「陸前高田ならでは」目指す 来年度再開のオートキャンプ場モビリア あす市内事業者と情報交換会 ㈱スノーピーク(新潟)が主催
令和4年6月28日付 1面

現在利用を休止し、県が来年度のリニューアルオープンを目指す陸前高田市小友町の陸前高田オートキャンプ場モビリアの指定管理予定者で、日本を代表するアウトドアメーカーの㈱スノーピーク(山井梨沙代表取締役社長、本社・新潟県三条市)は29日(水)、高田町の奇跡の一本松ホールで、市内事業者などとの地域連携に向けた情報交換会を開く。同社の構想を説明したうえ、陸前高田ならではのキャンプ場となるよう地元関係者と意見を交わす。食を含めた地域資源の活用を探るため、漁業・農業者など1次産業従事者の参加も募っている。(高橋 信)
一本松ホールで
同キャンプ場は県有施設で、県は今月23日、スノーピーク、設計、施工業者の計4者と施設整備事業にかかる基本協定を締結。改修工事は秋ごろの着手を予定している。
スノーピークの直営キャンプ場が開設されるのは県内初。約120サイト規模のキャンプフィールドを確保し、同社直営ストアではキャンプ用品などを販売する。
多目的広場やコミュニティースペースに加え、地元運営組織による観光案内や地場産品の直売所も開設する構想。復旧・復興への経過、仮設住宅が並んでいた同キャンプ場の軌跡など、防災・減災を学べる場の設置も検討する。現在あるドームハウス4棟を撤去し、代わりに宿泊可能なモバイルハウス「住箱」を3棟置く。

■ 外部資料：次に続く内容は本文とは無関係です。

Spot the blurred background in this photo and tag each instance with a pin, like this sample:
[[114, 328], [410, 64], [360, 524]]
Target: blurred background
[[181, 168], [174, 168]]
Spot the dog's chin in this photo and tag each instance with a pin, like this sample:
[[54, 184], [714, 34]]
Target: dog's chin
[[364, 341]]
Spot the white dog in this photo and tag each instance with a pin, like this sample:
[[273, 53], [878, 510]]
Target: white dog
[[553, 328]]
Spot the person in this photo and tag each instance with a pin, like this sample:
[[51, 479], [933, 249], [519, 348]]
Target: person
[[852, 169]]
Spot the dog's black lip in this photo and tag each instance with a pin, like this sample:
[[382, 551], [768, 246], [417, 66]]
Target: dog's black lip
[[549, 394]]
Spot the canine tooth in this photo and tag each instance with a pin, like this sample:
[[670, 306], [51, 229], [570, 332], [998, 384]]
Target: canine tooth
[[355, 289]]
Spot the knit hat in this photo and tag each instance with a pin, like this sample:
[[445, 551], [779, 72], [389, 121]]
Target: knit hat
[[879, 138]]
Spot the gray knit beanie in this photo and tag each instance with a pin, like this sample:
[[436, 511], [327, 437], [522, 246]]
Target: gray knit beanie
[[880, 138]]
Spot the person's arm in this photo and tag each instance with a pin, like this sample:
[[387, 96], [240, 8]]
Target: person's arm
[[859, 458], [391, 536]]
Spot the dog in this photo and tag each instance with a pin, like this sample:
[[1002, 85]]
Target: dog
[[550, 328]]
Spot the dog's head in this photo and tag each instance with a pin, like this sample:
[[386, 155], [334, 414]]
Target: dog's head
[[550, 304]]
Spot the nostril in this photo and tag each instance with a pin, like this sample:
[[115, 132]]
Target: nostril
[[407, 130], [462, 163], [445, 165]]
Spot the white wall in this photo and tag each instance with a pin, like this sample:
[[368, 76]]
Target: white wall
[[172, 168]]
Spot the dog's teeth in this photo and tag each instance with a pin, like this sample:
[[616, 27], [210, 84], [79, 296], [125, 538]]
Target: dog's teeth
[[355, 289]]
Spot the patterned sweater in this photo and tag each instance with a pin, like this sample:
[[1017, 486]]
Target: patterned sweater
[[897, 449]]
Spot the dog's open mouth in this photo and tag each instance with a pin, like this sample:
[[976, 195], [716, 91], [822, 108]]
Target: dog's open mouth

モビリアは、県が平成11年に開設。約22・4㌶の敷地に、売店などがあるセンターハウス、テントサイト108区画、多目的サイト1面、冷暖房や水回り設備を完備したケビン10棟、ドームサイト4棟などがある。
県によると、利用者数は平成21年度1万1637人、22年度1万3007人。震災後は避難所となったあと、テントサイトや駐車場に仮設住宅168戸が整備された。ケビンやドームハウスは復興工事関係者や行政職員らの宿泊施設としても利用された。
しかし、宿泊利用の減少や施設の老朽化などを受け、平成30年1月から営業を休止。仮設住宅は令和2年度に撤去され、県はテントの大型化やニーズの多様化に対応した施設を目指し、改修に踏み切る。
スノーピークは昭和33年に創業。高品質のアウトドア製品の開発や製造、販売を手がけるほか、キャンプ、アパレル、レストラン、地方創生などの各種事業を展開している。同社によると、直営キャンプ場は現在全国に6カ所ある。
子会社の㈱スノーピーク地方創生コンサルティングの藤島尚登ディレクター(44)は「震災被災地としての経験や教訓発信を一つのキーワードとしながらも、未来に向かってワクワクするような場所としたい」と見据える。
情報交換会は午後2~4時で、事前申し込みが必要。申し込みは、市観光交流課観光係(℡54・2111内線414)へ。